Many people have opinions, even concerns, about today's agriculture, especially when it comes to the well-being of animals. The Center for Food Integrity asked three experts to analyze the statement, “The well-being of farm animals on larger operations is disregarded in the pursuit of higher profits." In addition the three experts were asked to write a white paper that considers all angles and determine, based on research and their expertise, how much truth there is to the statement.
Here is a summary of the expert responses:
The question is often asked by critics of modern animal agriculture but the size of the farm is not a reliable indicator of animal welfare. Research shows good animal husbandry has more to do with the people providing the care.
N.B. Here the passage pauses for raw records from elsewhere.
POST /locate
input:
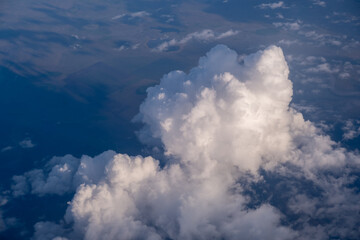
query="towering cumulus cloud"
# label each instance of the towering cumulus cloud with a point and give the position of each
(241, 164)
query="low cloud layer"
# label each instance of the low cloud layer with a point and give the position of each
(240, 163)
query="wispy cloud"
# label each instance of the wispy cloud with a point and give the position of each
(139, 14)
(204, 35)
(274, 5)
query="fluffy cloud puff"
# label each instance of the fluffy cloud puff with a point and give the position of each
(240, 163)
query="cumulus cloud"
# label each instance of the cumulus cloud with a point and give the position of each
(319, 3)
(288, 25)
(241, 162)
(204, 35)
(274, 5)
(26, 143)
(351, 129)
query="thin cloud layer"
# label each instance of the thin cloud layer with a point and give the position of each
(204, 35)
(241, 162)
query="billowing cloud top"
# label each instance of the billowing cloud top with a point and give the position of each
(225, 128)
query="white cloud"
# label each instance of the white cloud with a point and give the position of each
(139, 14)
(288, 42)
(323, 67)
(27, 143)
(319, 3)
(351, 129)
(294, 26)
(5, 149)
(204, 35)
(274, 5)
(225, 127)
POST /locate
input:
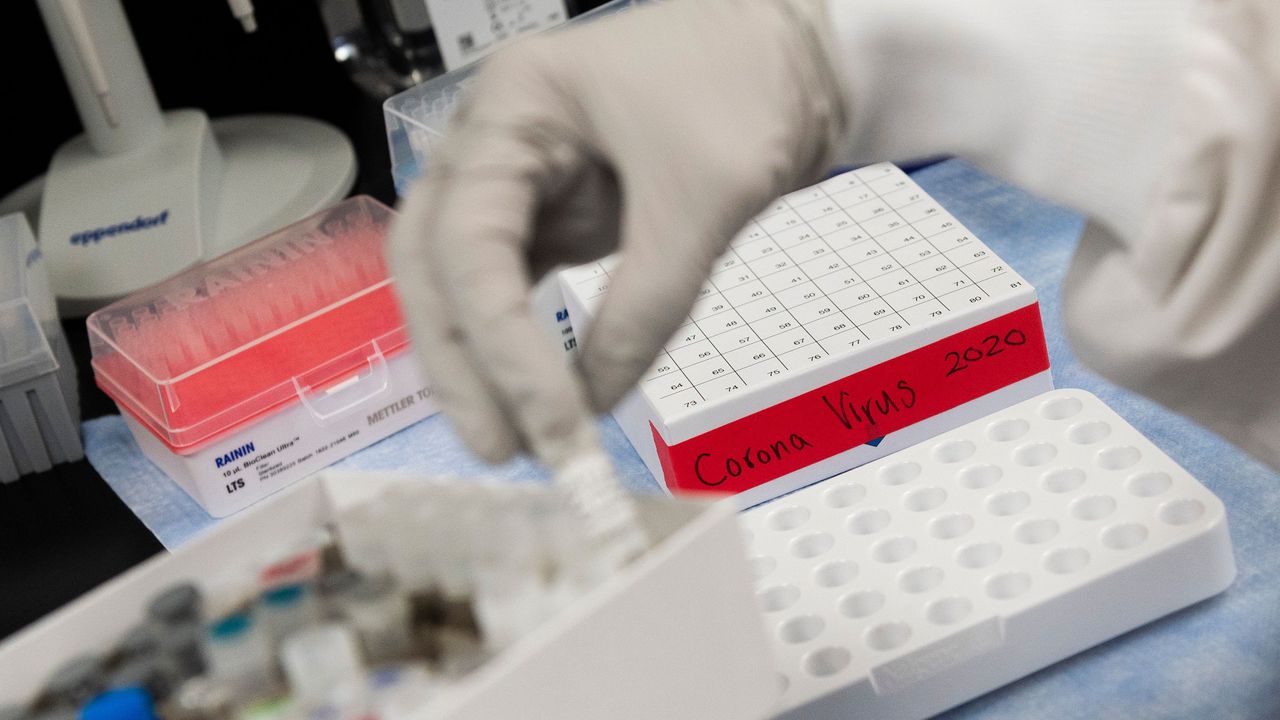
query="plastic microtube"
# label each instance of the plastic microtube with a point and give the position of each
(238, 652)
(287, 609)
(324, 671)
(202, 698)
(361, 537)
(76, 682)
(508, 580)
(156, 674)
(400, 692)
(127, 703)
(140, 641)
(183, 645)
(333, 588)
(177, 605)
(380, 615)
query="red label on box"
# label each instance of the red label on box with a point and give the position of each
(858, 409)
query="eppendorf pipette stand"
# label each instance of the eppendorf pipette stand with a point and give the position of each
(142, 195)
(918, 582)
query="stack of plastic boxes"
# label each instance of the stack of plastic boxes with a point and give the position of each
(416, 119)
(39, 404)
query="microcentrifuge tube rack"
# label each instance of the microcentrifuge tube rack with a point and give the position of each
(915, 583)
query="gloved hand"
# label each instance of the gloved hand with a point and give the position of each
(659, 132)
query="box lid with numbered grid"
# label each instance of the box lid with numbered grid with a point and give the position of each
(844, 311)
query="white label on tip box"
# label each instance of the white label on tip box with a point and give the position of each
(469, 30)
(266, 456)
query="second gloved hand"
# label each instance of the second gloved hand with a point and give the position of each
(658, 133)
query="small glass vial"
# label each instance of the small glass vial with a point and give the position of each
(380, 615)
(325, 674)
(76, 682)
(238, 652)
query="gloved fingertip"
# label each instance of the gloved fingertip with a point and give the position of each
(493, 445)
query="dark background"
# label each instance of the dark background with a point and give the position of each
(64, 532)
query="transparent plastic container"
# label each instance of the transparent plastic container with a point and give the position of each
(416, 119)
(39, 406)
(256, 368)
(237, 337)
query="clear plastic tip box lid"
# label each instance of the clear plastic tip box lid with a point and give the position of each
(254, 331)
(26, 306)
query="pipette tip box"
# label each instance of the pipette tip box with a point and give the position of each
(39, 400)
(913, 584)
(850, 319)
(639, 646)
(254, 369)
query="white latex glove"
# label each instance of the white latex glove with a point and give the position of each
(658, 132)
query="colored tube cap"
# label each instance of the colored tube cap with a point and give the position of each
(127, 703)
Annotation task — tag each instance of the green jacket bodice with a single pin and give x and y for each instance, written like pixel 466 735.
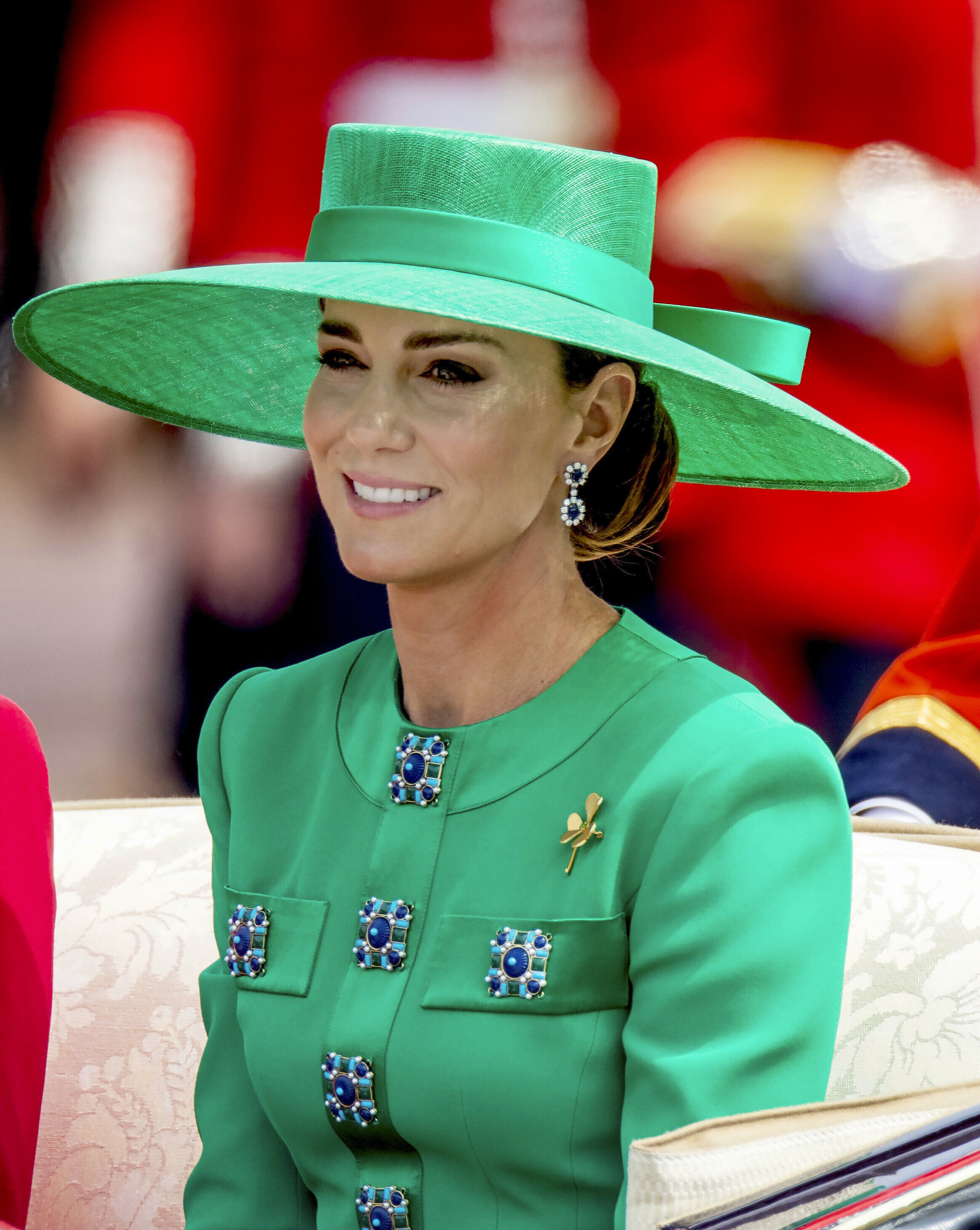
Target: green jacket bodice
pixel 695 961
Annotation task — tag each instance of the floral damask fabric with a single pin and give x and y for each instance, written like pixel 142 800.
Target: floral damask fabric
pixel 911 1017
pixel 134 930
pixel 133 933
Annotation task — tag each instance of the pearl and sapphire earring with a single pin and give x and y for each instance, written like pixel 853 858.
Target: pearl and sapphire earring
pixel 574 508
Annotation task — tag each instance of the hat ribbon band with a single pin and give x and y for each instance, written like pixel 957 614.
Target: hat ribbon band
pixel 490 249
Small and large farms present different challenges, but both require skilled and conscientious management to promote good animal care. While there are fewer animals on a small operation, time spent caring for the animals must be juggled with various tasks. On larger operations, employees are often trained in specialized skills and a larger staff might allow for more personalized animal care.
The reason farms have gotten larger has more to do with maintaining income levels than increasing profits. One study provides this example: In the 1970s an operation producing 2,000 pigs a year would generate a profit of $42,000. In the 1990s the profit from such a farm would have been about $8,000. Taking inflation into account, the size of the farm would have to be roughly ten times larger in the 1990s to result in a similar income.